Native TBE/TAE Agarose Gels

For 1.5%native TBE or TAE agarose gels, use 0.8 μg (8 μl of 1:10 dilution) RNA ladder per lane (2-3 mm lane width). Denature the ladder, perform electrophoresis, and visualize as described above.

Glyoxal Gels

  1. Denature 3 μg (3 μl) RNA Ladder in loading buffer (recommended final loading buffer concentration is 1 M deionized glyoxal, 50% (v/v) DMSO, 10 mM sodium phosphate (pH 7.0), 0.01% xylene cyanol, 0.01% bromophenol blue for 30 minutes at 50°C. Keep on ice for 1-2 minutes to quench.
  2. Load your samples on a horizontal 2.5% agarose gel containing 10 mM sodium phosphate (pH 7.0), 2 mg/ml sodium iodoacetate. Run the gel submerged in 10 mM sodium phosphate (pH 7.0) at 160 V for 2 h.
  3. Stain with EtBr or SYBR® Green II, visualize, and image gel.

Acrylamide Gels

  1. Denature 0.5 μg (5 μl of 1:10 dilution) RNA Ladder in 2X Novex® TBEUreaSample Buffer (cat. no. LC6876) at 70°C for 5 minutes. Keep on ice for 1-2 minutes to quench.
  2. Load ladder and your RNA samples onto a 1 mm thick Novex® 6% TBE-Urea mini-gel (cat. no. EC6865BOX) Run the gel at 180 V for 1-2 h.
  3. Stain with EtBr or SYBR® Green II, visualize, and image gel.

cDNA Synthesis

A protocol for cDNA synthesis using 0.1-2 Kb RNA Ladder is described below. Other protocols are suitable.

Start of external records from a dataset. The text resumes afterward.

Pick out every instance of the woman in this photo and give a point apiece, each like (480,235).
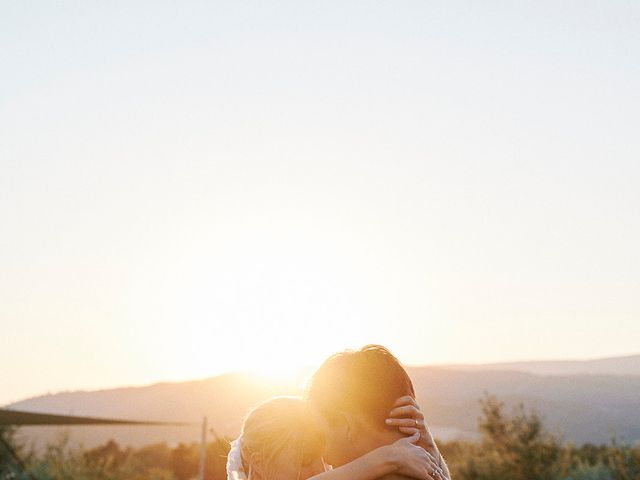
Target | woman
(281,440)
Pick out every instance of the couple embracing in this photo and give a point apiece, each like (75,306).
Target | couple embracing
(359,420)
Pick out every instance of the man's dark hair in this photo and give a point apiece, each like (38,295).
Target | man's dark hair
(366,381)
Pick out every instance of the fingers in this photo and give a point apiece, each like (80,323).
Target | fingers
(406,400)
(404,422)
(407,411)
(409,430)
(413,438)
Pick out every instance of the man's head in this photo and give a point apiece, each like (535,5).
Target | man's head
(354,391)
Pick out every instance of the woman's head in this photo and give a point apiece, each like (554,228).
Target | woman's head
(282,441)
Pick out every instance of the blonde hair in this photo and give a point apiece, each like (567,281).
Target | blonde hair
(280,430)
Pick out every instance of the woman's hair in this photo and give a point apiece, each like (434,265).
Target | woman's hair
(367,381)
(281,430)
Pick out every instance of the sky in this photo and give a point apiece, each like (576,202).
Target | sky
(191,188)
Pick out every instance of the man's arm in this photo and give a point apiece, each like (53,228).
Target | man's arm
(407,416)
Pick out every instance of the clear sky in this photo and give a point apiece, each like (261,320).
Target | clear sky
(188,188)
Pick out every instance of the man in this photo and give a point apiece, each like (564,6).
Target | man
(354,393)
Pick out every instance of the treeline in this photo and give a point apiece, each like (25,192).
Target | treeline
(513,446)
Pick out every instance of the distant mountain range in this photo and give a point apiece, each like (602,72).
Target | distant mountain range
(586,401)
(629,365)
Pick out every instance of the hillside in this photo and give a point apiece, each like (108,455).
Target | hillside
(627,365)
(586,408)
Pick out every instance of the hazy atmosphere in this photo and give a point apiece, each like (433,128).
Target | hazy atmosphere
(193,188)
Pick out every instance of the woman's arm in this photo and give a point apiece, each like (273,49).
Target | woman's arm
(400,457)
(409,419)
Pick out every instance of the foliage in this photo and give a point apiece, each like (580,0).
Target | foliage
(512,446)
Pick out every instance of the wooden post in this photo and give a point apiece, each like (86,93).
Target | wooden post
(203,449)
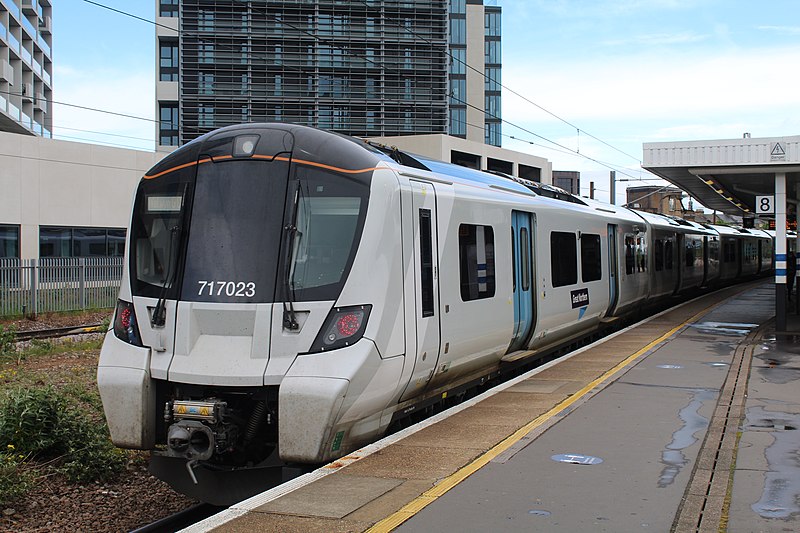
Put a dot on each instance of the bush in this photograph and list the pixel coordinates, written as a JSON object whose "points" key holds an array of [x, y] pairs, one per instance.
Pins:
{"points": [[8, 341], [45, 424], [15, 476]]}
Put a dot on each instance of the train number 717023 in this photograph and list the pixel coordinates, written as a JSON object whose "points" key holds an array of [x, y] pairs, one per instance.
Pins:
{"points": [[227, 288]]}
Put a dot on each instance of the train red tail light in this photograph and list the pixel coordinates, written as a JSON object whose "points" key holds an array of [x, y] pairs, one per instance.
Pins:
{"points": [[126, 327], [343, 327]]}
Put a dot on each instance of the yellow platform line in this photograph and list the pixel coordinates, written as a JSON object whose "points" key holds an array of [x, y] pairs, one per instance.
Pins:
{"points": [[431, 495]]}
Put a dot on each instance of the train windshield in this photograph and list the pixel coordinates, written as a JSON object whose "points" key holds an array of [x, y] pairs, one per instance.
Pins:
{"points": [[330, 210], [235, 233], [157, 230]]}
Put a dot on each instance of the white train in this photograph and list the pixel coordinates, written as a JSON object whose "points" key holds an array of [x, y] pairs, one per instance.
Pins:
{"points": [[289, 293]]}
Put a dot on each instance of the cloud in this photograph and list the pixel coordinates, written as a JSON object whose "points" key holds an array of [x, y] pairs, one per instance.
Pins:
{"points": [[658, 39], [655, 86], [781, 30], [120, 91]]}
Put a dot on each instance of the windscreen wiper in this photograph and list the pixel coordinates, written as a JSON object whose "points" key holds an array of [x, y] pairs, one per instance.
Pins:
{"points": [[159, 317], [291, 232]]}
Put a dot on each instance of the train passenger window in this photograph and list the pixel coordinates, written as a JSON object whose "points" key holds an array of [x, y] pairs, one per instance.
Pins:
{"points": [[630, 256], [591, 269], [476, 259], [668, 255], [563, 259], [426, 262], [658, 254], [729, 251]]}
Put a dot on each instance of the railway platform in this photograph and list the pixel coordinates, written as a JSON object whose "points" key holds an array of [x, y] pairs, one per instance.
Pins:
{"points": [[683, 422]]}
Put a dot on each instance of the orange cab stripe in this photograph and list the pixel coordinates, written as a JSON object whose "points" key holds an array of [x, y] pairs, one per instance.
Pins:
{"points": [[279, 158]]}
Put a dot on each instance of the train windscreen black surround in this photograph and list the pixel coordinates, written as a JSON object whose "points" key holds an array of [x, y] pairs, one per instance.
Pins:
{"points": [[246, 230]]}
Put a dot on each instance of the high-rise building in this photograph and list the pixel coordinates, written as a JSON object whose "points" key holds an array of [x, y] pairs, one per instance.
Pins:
{"points": [[26, 67], [361, 67]]}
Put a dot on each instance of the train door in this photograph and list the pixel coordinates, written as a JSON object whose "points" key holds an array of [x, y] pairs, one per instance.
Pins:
{"points": [[426, 286], [522, 249], [613, 262], [680, 261]]}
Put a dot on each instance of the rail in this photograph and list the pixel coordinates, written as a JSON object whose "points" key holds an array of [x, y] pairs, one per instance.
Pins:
{"points": [[29, 287]]}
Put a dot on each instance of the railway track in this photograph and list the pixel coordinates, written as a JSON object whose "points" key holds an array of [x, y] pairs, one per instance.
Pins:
{"points": [[181, 519], [53, 333]]}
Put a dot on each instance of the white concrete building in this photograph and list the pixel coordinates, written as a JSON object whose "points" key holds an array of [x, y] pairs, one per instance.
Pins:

  1. Incubate 2 μg (2 μl) RNA ladder with 5 μg anchored Oligo(dT)20 primer at 70°C for 5 minutes. Keep on ice.

  2. Combine the RNA-oligo dT complex from Step 1 with 1X 1st strand cDNA synthesis buffer supplemented with 10 mM DTT, 500 μM dNTP, 2 U RNaseOUT™ (cat. no.10777-019), 1-3 μCi -P32-dCTP (3000Ci/mmole) or Chromatide®Alexa Fluor® 546-14-UTP (cat. no. C-11404) in a reaction volume of 18 μl.

  3. Add 400 U of SuperScript™ III Reverse Transcriptase (cat. no.18080-093). Adjust final reaction volume to 20 μl. Incubate at 50°C for 1 hour.

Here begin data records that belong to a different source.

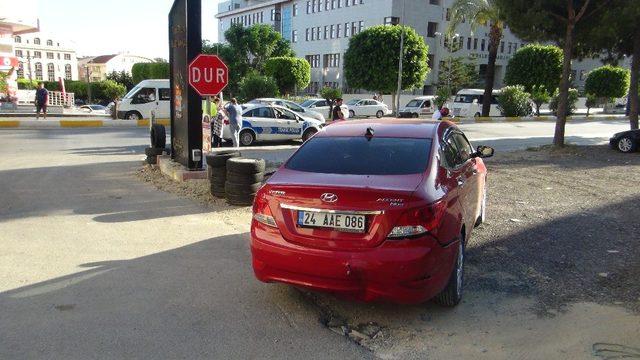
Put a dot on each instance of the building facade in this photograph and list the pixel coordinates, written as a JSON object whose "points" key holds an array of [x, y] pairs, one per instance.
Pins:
{"points": [[43, 57], [319, 31]]}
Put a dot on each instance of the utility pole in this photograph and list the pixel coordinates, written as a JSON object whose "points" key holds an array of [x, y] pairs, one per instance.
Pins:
{"points": [[398, 92]]}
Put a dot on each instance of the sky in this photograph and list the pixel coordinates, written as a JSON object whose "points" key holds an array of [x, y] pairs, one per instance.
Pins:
{"points": [[96, 27]]}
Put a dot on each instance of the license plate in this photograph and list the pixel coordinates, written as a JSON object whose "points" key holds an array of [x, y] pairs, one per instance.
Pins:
{"points": [[340, 222]]}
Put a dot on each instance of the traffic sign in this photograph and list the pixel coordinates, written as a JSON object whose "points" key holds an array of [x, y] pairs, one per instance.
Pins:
{"points": [[208, 75]]}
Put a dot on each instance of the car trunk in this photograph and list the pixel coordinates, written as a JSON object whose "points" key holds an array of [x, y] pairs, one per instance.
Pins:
{"points": [[381, 199]]}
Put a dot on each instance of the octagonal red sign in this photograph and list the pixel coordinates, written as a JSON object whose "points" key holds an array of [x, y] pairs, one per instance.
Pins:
{"points": [[208, 75]]}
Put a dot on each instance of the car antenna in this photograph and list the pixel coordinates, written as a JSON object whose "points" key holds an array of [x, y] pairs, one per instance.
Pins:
{"points": [[369, 133]]}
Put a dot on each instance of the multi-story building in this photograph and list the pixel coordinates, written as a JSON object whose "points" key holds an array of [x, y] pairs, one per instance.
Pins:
{"points": [[319, 30], [43, 57]]}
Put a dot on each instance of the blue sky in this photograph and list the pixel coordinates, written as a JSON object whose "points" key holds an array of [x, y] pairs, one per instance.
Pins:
{"points": [[99, 27]]}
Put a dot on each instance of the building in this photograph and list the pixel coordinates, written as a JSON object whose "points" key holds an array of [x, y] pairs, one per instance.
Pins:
{"points": [[97, 68], [43, 57], [319, 30]]}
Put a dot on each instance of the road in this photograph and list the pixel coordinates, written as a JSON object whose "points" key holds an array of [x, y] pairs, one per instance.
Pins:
{"points": [[95, 264]]}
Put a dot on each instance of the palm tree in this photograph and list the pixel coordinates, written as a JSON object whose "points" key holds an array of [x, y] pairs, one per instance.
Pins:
{"points": [[481, 13]]}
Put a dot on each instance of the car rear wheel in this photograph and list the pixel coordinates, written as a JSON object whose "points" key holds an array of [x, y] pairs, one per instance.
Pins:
{"points": [[627, 145], [452, 293]]}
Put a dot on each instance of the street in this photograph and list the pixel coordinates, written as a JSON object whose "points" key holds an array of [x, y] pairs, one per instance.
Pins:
{"points": [[97, 264]]}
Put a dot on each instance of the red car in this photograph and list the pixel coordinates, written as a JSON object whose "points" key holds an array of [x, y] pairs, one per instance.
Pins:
{"points": [[374, 211]]}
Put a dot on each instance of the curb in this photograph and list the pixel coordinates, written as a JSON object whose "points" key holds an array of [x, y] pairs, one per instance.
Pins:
{"points": [[79, 123]]}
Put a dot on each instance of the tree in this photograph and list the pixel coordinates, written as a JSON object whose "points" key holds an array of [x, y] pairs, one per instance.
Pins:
{"points": [[371, 61], [535, 66], [455, 74], [255, 86], [482, 12], [553, 20], [607, 82], [290, 73]]}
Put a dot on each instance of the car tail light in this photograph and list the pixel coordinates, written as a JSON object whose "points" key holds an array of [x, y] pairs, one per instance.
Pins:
{"points": [[262, 212], [419, 221]]}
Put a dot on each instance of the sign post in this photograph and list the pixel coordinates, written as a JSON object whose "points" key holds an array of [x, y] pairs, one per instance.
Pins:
{"points": [[185, 44]]}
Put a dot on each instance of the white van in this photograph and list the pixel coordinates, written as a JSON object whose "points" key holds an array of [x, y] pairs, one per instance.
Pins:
{"points": [[147, 96], [468, 103], [422, 105]]}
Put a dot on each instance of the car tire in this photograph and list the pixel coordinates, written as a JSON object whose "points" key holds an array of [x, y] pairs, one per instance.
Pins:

  4. Add 10 μl 0.5 M EDTA, pH 8.0 to terminate the reaction and then add 20 μl STE buffer (150 mM NaCl, 10 mM Tris-Cl, pH 8.0, 1 mM EDTA).

  5. Remove unincorporated NTPs by gel filtration with G-50 columns.

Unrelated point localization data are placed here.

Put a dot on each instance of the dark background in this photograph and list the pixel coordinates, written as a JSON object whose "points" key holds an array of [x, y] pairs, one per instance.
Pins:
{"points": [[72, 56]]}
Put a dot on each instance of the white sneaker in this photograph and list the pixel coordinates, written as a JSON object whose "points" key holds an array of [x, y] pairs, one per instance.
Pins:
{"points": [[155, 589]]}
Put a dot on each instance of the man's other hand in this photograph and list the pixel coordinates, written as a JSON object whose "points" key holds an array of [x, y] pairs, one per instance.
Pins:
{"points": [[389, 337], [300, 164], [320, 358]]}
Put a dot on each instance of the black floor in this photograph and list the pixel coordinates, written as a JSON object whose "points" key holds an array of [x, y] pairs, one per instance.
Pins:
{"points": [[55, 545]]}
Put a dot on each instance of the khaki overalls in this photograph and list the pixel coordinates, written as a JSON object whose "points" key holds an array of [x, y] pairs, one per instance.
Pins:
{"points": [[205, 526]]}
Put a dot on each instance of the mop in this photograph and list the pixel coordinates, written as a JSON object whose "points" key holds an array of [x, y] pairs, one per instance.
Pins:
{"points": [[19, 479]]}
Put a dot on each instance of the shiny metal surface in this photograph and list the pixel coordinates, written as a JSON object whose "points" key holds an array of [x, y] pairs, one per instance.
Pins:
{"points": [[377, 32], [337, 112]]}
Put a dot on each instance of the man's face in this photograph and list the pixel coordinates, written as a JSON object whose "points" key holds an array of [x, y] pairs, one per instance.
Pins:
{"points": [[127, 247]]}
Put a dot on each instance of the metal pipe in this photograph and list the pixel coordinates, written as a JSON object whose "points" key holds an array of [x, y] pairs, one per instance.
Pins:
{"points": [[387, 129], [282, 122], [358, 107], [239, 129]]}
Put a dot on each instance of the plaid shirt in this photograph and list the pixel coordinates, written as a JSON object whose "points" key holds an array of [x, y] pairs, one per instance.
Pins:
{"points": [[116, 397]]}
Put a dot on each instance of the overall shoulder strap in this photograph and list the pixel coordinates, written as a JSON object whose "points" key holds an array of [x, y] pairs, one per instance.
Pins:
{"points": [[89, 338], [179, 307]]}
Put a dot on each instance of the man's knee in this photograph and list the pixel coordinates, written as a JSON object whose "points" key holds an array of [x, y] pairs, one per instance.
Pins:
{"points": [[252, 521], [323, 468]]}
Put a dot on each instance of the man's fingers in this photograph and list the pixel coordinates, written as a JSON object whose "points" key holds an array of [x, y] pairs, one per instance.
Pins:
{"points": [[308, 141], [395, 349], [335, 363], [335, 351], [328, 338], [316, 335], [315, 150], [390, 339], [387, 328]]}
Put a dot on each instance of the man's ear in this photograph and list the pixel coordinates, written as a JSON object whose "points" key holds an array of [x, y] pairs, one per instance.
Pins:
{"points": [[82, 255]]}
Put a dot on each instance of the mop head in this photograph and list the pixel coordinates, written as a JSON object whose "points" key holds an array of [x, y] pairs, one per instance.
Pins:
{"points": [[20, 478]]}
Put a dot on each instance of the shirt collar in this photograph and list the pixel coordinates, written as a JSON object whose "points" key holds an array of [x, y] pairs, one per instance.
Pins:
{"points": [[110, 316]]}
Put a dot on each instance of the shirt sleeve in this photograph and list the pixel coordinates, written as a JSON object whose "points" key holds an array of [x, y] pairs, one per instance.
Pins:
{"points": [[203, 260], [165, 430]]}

  6. Mix a fraction of the purified cDNA reaction with 10X alkaline agarose loading dye (300 mM NaOH, 2 mM EDTA, 20% glycerol, 10% saturated thymol blue).

  7. Analyze samples on a 3% alkaline agarose gel containing 30 mM NaOH, 2 mM EDTA pH 7.5 and electrophoresed using 30 mM NaOH, 2 mM EDTA pH 7.5.

  8. Dry the gel in a heated vacuum drier for 1.5 hours and expose the gel to a film or a phosphoimager plate.

Product Qualification

Formaldehyde gel analysis must clearly show 10 bands between 0.1-2 kb and the 0.3 kb band must be more intense than other ladder bands.